Transgenic rescue of SNAP-25 restores dopamine-modulated synaptic transmission in the coloboma mutant.

Many of the molecular components constituting the exocytotic machinery responsible for neurotransmitter release have been identified, yet the precise role played by these proteins in synaptic transmission, and their impact on neural function, has not been resolved. The mouse mutation coloboma is a contiguous gene defect that leads to electrophysiological and behavioral deficits and includes the gene-encoding SNAP-25, an integral component of the synaptic vesicle-docking/fusion core complex. The involvement of SNAP-25 in the hyperactive behavior of coloboma mice, which can be ameliorated by the indirect dopaminergic agonist, amphetamine, has been demonstrated by genetic rescue using a SNAP-25 transgene. Coloboma mice also exhibit increased recurrent inhibition, reduced theta rhythm by tail-pinch and reduced long-term potentiation in the hippocampal dentate gyrus that, as the hyperkinesis seen in these mutants suggests, may reflect impaired monoaminergic modulation. We sought to identify neurophysiological correlates of the rescued hyperactivity within hippocampal synaptic circuitry of SNAP-25 transgenic coloboma mutant mice. In contrast to the differences between coloboma and wild-type mice, there was no significant difference in the duration or amplitude of theta rhythmic activity (4-6 Hz) induced by tail-pinch (10 s), afferent-evoked field potentials, or paired-pulse responses recorded in the dentate gyrus of SNAP-25 transgenic coloboma and wild-type mice.
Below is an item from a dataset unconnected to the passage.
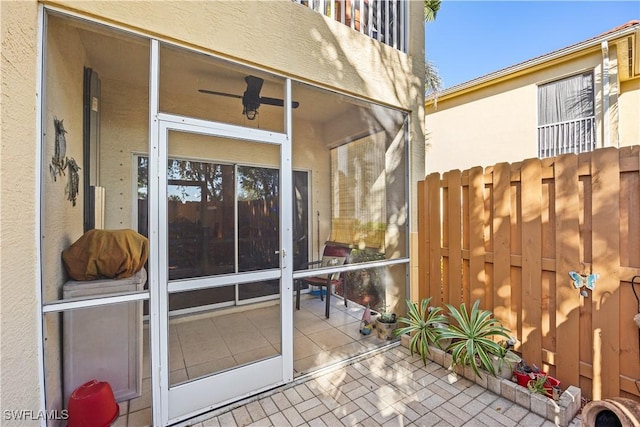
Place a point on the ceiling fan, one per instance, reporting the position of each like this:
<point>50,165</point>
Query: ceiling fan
<point>251,99</point>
Amphetamine (3.0 mg/kg, i.p.) produced disinhibition of dentate paired-pulse responses in both SNAP-25 transgenic and wild-type mice but increased inhibition in non-transgenic coloboma mice. These findings support the hypothesis that alteration of monoaminergic neurotransmission, which can be reversed by the indirect agonist, amphetamine, is particularly sensitive to alterations in the expression of SNAP-25.